Good news. The PM-with-AI combo has a ceiling. And the ceiling is above where most engineers spend their week right now.

Four things the prototype still can't touch:

  1. Architecture that survives growth the demo has never seen. The prototype handles ten users on localhost. What happens at ten thousand? At a million? The decisions that determine whether the system bends or breaks under that load are invisible inside a running demo. They're invisible right up until the moment they aren't.
  2. Failure modes that only show up in production weather. Production is a climate. Network partitions. Clock skew. Partial failures. Retries that amplify load during an incident. The prototype that runs beautifully on a laptop has never seen a real storm. Knowing what breaks, when, and how to keep it from breaking comes from having been on call the night it did.
  3. Second-order consequences baked into the prototype. The PM's demo made a database choice, a caching choice, a state management choice. Each one looked reasonable in isolation. Each one locks the system into a direction you'll regret in six months if you're the one still on the hook. AI is a single-move thinker. A senior engineer is thinking five moves ahead.
  4. The second mind in the room. The PM with AI builds fast because nobody in the loop is disagreeing with them. No spec review, no engineer asking "wait, why?", no other brain looking at the same problem with a different set of reflexes. That speed is also where it breaks. A prototype that catches six edge cases is still a prototype with no disagreement inside it. I've shipped enough things as a solo operator to know the most dangerous bugs come from the questions nobody in the room was assigned to ask. The PM-with-AI inherits that exact blind spot.

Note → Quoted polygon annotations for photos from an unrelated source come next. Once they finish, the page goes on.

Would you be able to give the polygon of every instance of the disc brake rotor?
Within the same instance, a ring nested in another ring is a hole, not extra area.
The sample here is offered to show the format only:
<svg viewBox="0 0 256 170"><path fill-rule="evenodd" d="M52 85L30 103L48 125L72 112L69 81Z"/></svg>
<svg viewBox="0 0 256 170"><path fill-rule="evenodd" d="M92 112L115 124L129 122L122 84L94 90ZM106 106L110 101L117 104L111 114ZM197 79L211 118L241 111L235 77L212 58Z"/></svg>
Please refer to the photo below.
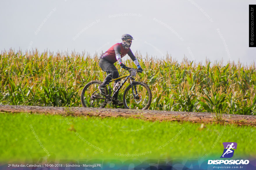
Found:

None of these are bootcamp skills. None of them show up in job listings as "React developer, 3+ years." They come from shipping real systems, watching them break in embarrassing ways, and building an internal model of what never to do again.

If you're wondering where to aim, aim there. Not at writing more code. At understanding what happens when the code meets the world.

There's an uncomfortable thing sitting inside this. The climb I'm pointing at requires the kind of bruising that used to come from the middle rungs of the ladder.

The tickets that taught you what you now know were the tickets most likely to get absorbed by the PM-with-AI. Newer engineers will have to find a different on-ramp to the scar tissue, and nobody has mapped that route yet.

The climb is real. The ladder is getting kicked.

One direction worth watching: if the prototype is now the starting line, the junior engineer's new apprenticeship might be learning to stress-test what someone else built rather than building it from scratch. Break the demo. Find the failure mode the solo operator couldn't see. That's a version of the second-mind role that doesn't require ten years of scar tissue to start.

There's a name forming around this convergence. Some companies call it the "product engineer" — someone who holds both the product context and the systems thinking. Not an engineer who learned to write PRDs. Not a PM who learned to vibe code. Someone who can look at the prototype and the production system and see the gap between them as a solvable problem.

That role didn't exist when the handoff was clean. It's emerging because the handoff dissolved.

One Honest Question Worth Sitting With

A question worth sitting with, not defensively:

If a product manager you respect took your next ticket and built a prototype of it with AI tools over a weekend, would they catch the edge cases you'd catch? Would they find ones you wouldn't?

If the answer is "yes" to the first and "maybe" to the second, the pressure you're feeling has a name. The job you were hired to do is becoming something the other side of the handoff can now do on their own.

Don't resent the PM eating your lunch. They're doing what anyone would do when the tools made it possible.

Climb instead. Climb to the part of the job that lives underneath the prototype, the part where the running demo is just the starting line. Then become the second mind the solo operator can't have inside their own head.

The old game was simple. The PM writes the spec. The engineer builds the thing. The new game is harder. The PM brings the thing. Your job starts where theirs stops.

That's a harder job. It's also the one worth having.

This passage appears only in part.